Although the TV show and movies had run their course, that didn't mean Moore was done with his iconic cowboy persona. He was so in love with the character that he quit acting to become the Lone Ranger full-time. Along with a white horse he called Silver, Moore donned the black mask and silver six-gun revolvers to appear at charity events, fairs and festivals, and in paid advertisements. Everywhere he went, he always took time out to talk to youngsters about staying away from drugs, alcohol, smoking, and swearing. The crowds loved him and he was in high demand for years to come.
A Slap in the Face
But Moore's career hit a speed bump in 1978, when Jack Wrather, who still owned the rights to the character, obtained a court order barring him from appearing in public as the Lone Ranger. The suit came because Universal Pictures felt it was time for a new take on the legendary masked man. The reboot was going to be a younger, hipper, more modern cowboy, so the last thing they wanted was a 64-year-old man traveling around the country yelling “Hi-yo, Silver! Away!” Aside from the intellectual property issues, Wrather pointed out that Moore's original contract contained a clause saying that he could not present himself as The Lone Ranger without written consent from Wrather, which Moore had never received.
After a year-long court battle, Moore lost the right to wear the mask in 1979, a move that devastated both him and his fans. Moore was quoted as saying, “It felt like a slap in the face.”

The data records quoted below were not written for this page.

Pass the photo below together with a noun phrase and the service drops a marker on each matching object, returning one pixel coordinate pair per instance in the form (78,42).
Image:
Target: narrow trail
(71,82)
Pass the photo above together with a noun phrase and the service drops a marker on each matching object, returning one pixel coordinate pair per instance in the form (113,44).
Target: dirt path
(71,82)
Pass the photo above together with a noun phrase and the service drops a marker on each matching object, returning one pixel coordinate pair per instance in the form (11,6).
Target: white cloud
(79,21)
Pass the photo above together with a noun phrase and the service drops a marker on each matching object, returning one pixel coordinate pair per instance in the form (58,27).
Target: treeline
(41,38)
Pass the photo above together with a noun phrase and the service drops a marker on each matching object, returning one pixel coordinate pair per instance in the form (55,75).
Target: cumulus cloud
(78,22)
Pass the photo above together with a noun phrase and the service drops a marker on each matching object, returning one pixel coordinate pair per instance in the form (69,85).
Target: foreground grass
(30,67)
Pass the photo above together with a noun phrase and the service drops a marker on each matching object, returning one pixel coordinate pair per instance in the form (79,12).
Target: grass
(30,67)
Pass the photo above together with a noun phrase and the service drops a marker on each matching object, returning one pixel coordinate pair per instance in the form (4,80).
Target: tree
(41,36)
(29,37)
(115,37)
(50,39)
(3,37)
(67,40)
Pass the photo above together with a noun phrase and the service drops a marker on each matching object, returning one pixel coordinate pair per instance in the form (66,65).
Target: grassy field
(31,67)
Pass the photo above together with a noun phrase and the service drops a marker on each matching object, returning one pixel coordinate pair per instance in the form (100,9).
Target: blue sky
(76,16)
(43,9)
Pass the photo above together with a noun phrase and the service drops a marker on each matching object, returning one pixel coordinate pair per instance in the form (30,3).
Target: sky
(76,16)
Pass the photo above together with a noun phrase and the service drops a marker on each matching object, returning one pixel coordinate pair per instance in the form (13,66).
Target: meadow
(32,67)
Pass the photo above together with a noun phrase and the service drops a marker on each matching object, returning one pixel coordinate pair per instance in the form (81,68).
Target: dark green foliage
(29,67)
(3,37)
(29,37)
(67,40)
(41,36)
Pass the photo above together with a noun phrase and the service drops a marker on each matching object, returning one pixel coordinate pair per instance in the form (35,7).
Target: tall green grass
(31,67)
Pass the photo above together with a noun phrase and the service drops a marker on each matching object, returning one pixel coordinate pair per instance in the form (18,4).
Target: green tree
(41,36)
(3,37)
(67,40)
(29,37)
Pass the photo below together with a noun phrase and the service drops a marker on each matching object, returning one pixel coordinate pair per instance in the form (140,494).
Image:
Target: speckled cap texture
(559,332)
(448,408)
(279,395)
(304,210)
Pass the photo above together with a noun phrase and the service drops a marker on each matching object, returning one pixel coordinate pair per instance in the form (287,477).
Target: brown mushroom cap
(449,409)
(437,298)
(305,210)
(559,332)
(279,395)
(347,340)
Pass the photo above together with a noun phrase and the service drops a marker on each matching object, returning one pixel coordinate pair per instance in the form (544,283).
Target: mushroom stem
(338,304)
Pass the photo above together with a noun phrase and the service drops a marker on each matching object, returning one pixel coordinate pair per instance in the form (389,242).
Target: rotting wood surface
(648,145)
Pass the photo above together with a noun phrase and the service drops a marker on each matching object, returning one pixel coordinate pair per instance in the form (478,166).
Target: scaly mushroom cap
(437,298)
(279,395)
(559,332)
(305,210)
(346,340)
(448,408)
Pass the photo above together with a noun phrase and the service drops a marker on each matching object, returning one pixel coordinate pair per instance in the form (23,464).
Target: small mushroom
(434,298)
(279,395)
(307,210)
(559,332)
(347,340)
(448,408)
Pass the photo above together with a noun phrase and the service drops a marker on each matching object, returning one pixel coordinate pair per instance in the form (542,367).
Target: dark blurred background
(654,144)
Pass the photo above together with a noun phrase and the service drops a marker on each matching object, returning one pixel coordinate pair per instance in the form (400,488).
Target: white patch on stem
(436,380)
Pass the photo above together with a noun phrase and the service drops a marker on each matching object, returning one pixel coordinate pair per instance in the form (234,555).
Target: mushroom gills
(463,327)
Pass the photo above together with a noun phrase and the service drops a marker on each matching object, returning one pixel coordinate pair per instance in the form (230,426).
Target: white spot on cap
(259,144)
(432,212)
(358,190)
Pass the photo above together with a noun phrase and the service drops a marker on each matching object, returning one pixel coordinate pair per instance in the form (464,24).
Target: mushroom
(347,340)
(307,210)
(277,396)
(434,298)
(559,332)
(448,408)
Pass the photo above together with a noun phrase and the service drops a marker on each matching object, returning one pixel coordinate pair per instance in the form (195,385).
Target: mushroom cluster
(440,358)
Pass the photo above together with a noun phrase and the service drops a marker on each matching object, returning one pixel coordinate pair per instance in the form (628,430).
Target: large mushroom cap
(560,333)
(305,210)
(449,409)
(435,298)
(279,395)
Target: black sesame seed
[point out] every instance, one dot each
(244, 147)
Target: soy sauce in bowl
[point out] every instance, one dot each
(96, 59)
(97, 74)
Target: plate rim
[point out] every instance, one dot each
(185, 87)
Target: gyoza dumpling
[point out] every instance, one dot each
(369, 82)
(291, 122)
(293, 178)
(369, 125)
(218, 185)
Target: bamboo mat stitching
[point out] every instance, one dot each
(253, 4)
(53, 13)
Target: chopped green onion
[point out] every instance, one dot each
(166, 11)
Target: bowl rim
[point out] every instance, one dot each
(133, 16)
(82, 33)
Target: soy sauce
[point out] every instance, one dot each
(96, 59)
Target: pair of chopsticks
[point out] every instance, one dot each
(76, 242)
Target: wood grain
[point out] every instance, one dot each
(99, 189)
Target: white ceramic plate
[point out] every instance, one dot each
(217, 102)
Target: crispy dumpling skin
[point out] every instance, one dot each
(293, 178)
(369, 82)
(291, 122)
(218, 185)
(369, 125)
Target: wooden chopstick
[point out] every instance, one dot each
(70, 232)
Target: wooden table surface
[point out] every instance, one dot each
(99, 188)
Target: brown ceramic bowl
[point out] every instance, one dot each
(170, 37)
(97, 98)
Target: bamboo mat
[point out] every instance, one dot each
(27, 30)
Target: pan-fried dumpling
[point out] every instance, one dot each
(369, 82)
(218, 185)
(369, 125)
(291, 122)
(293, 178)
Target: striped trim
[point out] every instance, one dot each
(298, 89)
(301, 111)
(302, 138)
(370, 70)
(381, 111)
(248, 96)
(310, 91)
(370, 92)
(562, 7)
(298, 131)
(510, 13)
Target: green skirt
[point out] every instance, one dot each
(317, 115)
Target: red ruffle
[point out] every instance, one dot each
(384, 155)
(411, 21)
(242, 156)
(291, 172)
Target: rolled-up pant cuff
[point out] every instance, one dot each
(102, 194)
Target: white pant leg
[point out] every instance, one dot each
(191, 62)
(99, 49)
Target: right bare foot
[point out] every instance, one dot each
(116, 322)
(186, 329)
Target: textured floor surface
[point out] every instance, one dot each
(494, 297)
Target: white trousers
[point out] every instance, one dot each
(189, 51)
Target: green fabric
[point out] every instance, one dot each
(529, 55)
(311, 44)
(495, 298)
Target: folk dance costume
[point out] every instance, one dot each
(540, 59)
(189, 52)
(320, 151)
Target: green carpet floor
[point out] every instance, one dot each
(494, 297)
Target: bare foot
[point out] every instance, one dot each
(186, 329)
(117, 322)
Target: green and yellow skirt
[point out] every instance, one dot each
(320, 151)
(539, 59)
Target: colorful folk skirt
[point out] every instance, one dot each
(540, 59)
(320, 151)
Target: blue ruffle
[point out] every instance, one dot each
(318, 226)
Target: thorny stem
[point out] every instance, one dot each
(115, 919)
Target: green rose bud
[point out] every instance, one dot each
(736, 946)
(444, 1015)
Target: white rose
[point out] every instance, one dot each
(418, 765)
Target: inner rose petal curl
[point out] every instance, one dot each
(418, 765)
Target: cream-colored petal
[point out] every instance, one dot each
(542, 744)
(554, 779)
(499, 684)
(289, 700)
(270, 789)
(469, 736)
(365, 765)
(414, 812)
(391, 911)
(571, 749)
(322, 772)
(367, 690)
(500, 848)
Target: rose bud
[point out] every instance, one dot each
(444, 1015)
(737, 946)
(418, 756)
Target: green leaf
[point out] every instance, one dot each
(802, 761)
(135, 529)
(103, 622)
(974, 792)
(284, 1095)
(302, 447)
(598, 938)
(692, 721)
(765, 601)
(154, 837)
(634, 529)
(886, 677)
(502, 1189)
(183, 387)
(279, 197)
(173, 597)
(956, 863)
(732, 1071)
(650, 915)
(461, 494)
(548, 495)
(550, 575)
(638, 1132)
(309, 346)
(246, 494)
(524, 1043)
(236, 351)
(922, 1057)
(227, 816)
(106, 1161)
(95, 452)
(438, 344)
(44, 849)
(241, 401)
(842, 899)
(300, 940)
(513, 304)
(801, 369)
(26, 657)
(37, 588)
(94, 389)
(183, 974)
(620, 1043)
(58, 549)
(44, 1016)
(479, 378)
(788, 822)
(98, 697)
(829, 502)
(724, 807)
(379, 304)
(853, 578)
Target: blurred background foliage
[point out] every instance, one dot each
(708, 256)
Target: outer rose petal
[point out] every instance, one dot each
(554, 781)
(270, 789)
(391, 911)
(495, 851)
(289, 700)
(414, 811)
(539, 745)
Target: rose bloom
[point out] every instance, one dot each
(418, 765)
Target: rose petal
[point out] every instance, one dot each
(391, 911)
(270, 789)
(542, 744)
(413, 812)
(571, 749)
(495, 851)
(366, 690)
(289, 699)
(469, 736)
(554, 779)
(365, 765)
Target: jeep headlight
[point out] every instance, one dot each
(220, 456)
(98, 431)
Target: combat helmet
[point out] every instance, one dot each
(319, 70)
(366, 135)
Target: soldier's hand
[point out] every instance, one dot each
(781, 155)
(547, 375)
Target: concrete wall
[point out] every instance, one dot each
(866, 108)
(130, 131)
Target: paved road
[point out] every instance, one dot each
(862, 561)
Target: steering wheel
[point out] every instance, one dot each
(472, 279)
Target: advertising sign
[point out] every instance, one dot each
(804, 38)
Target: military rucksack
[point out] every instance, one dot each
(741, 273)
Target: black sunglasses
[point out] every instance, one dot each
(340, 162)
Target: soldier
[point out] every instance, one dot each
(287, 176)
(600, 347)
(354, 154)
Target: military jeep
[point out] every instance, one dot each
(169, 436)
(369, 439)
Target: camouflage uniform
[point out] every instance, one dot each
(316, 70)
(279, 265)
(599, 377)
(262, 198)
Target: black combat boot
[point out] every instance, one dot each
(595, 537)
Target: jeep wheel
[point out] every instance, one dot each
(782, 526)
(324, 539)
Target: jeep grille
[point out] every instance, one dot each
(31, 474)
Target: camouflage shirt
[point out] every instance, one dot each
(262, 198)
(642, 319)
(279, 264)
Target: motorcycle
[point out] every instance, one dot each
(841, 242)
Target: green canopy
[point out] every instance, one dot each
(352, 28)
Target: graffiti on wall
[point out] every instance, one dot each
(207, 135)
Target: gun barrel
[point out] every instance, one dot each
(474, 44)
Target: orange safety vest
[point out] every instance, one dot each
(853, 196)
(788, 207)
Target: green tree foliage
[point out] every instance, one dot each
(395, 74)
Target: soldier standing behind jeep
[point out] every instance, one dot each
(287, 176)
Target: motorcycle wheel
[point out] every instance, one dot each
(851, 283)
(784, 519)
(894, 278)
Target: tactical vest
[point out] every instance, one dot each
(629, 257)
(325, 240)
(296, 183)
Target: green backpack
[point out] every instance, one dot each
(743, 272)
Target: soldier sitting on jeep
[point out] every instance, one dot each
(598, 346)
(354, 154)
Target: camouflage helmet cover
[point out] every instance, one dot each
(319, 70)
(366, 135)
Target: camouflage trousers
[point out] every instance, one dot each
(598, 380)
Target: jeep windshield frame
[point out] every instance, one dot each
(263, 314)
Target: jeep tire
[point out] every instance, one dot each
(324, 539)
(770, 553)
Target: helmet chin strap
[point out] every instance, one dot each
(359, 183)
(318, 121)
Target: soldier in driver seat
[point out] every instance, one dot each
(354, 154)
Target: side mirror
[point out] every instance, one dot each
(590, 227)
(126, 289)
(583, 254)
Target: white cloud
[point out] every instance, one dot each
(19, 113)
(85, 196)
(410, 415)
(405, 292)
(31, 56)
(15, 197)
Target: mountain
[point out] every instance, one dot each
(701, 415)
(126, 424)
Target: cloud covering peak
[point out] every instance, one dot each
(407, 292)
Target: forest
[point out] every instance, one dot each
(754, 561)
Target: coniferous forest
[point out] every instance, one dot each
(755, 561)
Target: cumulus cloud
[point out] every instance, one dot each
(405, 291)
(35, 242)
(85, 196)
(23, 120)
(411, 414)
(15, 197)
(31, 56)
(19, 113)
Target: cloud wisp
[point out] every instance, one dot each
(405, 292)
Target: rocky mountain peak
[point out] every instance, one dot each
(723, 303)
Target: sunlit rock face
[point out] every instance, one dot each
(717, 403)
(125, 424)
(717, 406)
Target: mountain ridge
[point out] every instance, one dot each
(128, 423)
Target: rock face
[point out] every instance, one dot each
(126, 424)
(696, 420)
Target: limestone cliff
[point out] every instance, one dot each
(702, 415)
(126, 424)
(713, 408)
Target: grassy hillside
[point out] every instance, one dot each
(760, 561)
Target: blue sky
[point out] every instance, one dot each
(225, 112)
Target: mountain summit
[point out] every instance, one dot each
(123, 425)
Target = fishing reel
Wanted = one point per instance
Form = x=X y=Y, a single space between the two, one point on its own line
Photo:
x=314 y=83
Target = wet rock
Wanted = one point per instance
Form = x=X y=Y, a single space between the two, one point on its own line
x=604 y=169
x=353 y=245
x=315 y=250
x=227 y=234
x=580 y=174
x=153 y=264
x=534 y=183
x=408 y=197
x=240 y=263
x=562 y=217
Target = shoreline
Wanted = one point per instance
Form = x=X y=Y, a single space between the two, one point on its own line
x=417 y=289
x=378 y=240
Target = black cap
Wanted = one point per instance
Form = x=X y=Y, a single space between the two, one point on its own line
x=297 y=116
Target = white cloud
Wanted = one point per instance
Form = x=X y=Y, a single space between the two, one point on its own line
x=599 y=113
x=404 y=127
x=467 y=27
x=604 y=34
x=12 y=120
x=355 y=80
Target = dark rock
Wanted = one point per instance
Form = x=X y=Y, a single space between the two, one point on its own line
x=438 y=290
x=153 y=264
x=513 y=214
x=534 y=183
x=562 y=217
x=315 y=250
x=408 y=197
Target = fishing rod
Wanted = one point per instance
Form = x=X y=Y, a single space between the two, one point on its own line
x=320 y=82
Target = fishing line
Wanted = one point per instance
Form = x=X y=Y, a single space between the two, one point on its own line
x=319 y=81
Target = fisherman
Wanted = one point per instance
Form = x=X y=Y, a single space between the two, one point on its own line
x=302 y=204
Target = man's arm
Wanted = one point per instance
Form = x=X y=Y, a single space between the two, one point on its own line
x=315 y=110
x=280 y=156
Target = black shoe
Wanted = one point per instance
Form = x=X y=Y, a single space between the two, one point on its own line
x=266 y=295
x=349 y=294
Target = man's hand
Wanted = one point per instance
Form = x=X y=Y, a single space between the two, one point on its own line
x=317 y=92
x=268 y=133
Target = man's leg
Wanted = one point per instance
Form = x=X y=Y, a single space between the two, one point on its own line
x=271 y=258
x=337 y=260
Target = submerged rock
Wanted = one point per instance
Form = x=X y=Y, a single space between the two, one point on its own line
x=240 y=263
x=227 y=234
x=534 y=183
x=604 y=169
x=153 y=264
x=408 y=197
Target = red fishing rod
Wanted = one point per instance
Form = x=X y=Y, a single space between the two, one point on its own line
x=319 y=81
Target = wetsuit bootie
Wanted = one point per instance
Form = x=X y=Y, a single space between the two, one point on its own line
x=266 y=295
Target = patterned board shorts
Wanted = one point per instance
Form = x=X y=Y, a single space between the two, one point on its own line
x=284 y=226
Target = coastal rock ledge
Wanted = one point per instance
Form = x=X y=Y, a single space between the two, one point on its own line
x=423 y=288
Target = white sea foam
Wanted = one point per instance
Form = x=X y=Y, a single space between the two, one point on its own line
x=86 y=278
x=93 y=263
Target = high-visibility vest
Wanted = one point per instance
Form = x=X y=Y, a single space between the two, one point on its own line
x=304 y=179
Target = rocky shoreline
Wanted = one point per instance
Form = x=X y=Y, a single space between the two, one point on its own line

But while Wrather might have won in the eyes of the court, it was Moore who won in the eyes of the public. After the verdict had been handed down, Moore appeared on more than 250 talk shows, now wearing dark, wrap-around sunglasses instead of the mask. In addition, Moore claimed, “I received nearly a half-million passionate, supportive letters” from adoring fans. Perhaps the most famous moment of his post-mask career occurred in 1980, when the popular show Real People ran a story on the controversy. After a taped segment featuring interviews with fans upset over how Moore had been treated, the man himself came onto the stage for a live broadcast interview. The studio audience exploded in riotous applause that lasted so long it ate up the entire time Moore was slated to appear. The producers had to cut away to commercial before he even got the chance to thank his fans for their support.
"Yes, Tonto, I am... the Lone Ranger."
In part because of the bad press surrounding the de-masking of Clayton Moore, when Universal Pictures' The Legend of the Lone Ranger was released in 1981, audiences stayed far away. The picture was a box office bomb, marking the beginning and unceremonious end of the Hollywood career of its young star, Klinton Spilsbury. True to the spirit of the character he loved, in his 1996 autobiography, I Was That Masked Man, Moore had this to say about the film's poor reception: “...many people expected me to feel smug and satisfied. But I would never wish failure on anyone.”
Moore counter-sued Wrather, hoping to regain the right to wear the mask again, but the proceedings carried on for many years until September 20, 1984, when, in a surprise move, Jack Wrather suddenly dropped the case. Although no official reason was given, Wrather died a month later, so it would seem the old man had a change of heart. On October 17, Moore's agent received a letter from Bonita Wrather, Jack's wife, that read, “please be advised that Wrather Corporation hereby grants to Clayton Moore the rights to wear the Lone Ranger mask.” Finally, the Lone Ranger could ride again.
Clayton Moore continued to appear as the Lone Ranger for many years, before dying of a heart attack on December 28, 1999. As any Hollywood icon should, he received his own star on the Hollywood Walk of Fame in 1987. However, his is the only star to feature both his name and the name of the character he personified.